Pour cela, nous avons besoin d'un matériel juridique intégrant l'éthique.

C'est pourquoi il est essentiel que le développement et l'utilisation des systèmes d'IA, qui sont beaucoup plus complets et pratiques que d'autres technologies, soient réglementés par la loi.

C'est dans cette optique qu'un accord provisoire sur la réglementation la plus complète au monde en matière de développement et d'utilisation de l'IA a été conclu dans l'Union européenne en décembre 2023.

Mais revenons sur l'odyssée de la réglementation de l'IA. À la fin des années 2010, les législateurs, les juristes et les universitaires travaillant dans le domaine du droit, les ingénieurs et les spécialistes des sciences sociales engagés dans le domaine de l'IA avaient une question en tête : Que faire ?

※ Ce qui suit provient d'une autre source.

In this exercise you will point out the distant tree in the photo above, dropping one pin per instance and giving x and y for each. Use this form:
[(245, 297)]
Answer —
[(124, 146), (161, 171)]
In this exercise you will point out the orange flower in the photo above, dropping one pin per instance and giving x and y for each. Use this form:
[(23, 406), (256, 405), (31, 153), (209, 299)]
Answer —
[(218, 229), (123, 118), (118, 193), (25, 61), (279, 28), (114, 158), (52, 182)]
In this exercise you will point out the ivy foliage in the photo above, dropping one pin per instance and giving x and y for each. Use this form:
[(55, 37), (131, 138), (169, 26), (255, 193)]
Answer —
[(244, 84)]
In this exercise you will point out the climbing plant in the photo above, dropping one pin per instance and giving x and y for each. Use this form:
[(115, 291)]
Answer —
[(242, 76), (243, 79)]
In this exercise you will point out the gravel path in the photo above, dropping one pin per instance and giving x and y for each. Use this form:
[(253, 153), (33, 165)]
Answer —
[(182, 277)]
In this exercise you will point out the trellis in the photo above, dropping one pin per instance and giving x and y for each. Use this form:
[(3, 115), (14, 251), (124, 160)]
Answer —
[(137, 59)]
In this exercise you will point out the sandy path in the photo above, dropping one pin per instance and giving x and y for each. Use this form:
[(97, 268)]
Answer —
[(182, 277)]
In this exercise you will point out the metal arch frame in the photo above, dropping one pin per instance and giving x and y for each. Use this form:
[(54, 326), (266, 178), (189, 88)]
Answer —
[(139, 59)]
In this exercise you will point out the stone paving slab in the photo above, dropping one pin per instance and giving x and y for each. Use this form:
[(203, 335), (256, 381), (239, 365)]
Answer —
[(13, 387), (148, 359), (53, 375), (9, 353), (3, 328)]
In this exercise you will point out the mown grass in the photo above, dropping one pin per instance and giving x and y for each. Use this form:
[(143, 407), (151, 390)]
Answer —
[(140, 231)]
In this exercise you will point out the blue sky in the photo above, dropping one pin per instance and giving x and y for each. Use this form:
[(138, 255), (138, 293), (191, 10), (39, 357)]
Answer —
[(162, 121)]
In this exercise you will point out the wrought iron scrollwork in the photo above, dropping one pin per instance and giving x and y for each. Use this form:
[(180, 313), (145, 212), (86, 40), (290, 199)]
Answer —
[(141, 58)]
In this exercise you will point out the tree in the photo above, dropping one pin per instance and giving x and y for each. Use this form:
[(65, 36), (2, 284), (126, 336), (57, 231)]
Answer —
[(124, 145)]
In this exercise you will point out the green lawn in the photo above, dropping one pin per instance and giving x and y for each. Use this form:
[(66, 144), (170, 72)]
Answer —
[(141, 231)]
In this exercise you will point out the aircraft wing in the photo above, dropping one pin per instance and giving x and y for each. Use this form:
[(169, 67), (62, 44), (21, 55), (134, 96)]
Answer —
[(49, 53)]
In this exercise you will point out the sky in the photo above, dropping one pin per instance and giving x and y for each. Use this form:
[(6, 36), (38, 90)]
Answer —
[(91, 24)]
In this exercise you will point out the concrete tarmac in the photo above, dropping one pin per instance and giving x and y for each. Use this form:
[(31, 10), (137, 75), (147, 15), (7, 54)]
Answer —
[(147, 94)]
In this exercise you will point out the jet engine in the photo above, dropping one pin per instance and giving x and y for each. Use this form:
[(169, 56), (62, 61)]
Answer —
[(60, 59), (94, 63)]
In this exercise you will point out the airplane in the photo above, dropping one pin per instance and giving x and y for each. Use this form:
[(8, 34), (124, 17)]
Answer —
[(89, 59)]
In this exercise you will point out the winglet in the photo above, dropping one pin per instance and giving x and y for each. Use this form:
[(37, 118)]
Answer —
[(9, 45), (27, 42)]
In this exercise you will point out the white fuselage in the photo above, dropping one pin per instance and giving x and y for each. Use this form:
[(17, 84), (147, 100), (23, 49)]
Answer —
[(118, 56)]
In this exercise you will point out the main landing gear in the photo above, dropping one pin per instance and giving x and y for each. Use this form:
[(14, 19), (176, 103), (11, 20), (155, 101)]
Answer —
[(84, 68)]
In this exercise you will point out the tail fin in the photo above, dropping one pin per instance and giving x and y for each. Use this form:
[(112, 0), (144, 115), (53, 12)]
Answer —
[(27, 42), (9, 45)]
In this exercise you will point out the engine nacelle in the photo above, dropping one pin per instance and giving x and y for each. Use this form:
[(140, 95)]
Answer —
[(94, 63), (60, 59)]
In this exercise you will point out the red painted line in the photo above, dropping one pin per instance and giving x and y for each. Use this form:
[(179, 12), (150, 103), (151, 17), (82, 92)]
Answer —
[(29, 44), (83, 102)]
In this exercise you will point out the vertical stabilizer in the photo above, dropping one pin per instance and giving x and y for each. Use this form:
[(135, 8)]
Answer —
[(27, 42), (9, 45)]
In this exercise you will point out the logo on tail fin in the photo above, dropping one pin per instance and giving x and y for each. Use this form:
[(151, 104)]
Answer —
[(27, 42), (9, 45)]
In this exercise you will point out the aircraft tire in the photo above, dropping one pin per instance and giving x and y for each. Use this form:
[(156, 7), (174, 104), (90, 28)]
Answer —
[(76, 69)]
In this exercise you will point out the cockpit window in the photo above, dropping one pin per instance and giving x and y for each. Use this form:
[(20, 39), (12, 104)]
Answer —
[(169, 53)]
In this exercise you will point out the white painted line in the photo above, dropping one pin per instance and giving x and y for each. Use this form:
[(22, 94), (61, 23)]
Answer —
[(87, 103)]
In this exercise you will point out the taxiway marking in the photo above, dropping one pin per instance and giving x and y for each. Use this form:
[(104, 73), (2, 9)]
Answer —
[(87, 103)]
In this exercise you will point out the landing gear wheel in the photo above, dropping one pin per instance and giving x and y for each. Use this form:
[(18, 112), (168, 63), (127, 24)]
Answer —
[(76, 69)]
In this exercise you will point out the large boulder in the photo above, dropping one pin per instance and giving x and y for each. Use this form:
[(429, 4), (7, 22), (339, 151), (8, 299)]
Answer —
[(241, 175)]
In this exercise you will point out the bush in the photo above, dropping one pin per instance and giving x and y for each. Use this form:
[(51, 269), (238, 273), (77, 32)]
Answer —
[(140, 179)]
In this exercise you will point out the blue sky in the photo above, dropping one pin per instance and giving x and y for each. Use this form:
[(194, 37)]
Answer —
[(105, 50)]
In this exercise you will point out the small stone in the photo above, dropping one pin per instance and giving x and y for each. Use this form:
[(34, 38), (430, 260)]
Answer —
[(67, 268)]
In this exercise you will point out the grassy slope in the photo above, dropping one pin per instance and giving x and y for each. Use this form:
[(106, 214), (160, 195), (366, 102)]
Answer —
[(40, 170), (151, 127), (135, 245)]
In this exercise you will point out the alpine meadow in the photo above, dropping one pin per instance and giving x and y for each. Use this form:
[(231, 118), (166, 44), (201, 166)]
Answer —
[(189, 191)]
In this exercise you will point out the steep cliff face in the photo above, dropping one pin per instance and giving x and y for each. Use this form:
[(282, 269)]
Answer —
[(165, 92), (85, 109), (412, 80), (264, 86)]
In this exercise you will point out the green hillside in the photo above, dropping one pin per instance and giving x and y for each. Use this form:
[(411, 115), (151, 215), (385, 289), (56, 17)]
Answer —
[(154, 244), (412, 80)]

Les réponses à cette question se sont transformées en cadres éthiques sur l'IA, dont la plupart ont été publiés par de nombreuses institutions dans le monde entier à la fin des années 2010.

Certains de ces cadres éthiques sur l'IA, comme les lignes directrices de l'UE en matière d'éthique de l'IA pour une intelligence artificielle digne de confiance (2019), ont servi de base à des réglementations à venir.

Au cours de la même décennie, des stratégies nationales en matière d'IA, comprenant une analyse SWOT, ont également été publiées par de nombreux pays dans le monde.

L'une des stratégies les plus complètes, le premier rapport sur la stratégie nationale en matière d'IA de la Turquie, a été publié en 2021 par le ministère de l'industrie et de la technologie et le bureau de la transformation numérique de la présidence de la Turquie, dont les travaux soutiennent la feuille de route numérique du pays.

L'année 2021 a également été cruciale pour la stratégie de l'UE en matière d'IA, puisque le groupe des 27 a décidé de former un cadre réglementaire commun.

À la lumière de ses lignes directrices sur l'éthique de l'IA de 2019, un règlement sur les systèmes d'IA a été proposé par la Commission européenne en 2021 et a presque atteint sa forme finale.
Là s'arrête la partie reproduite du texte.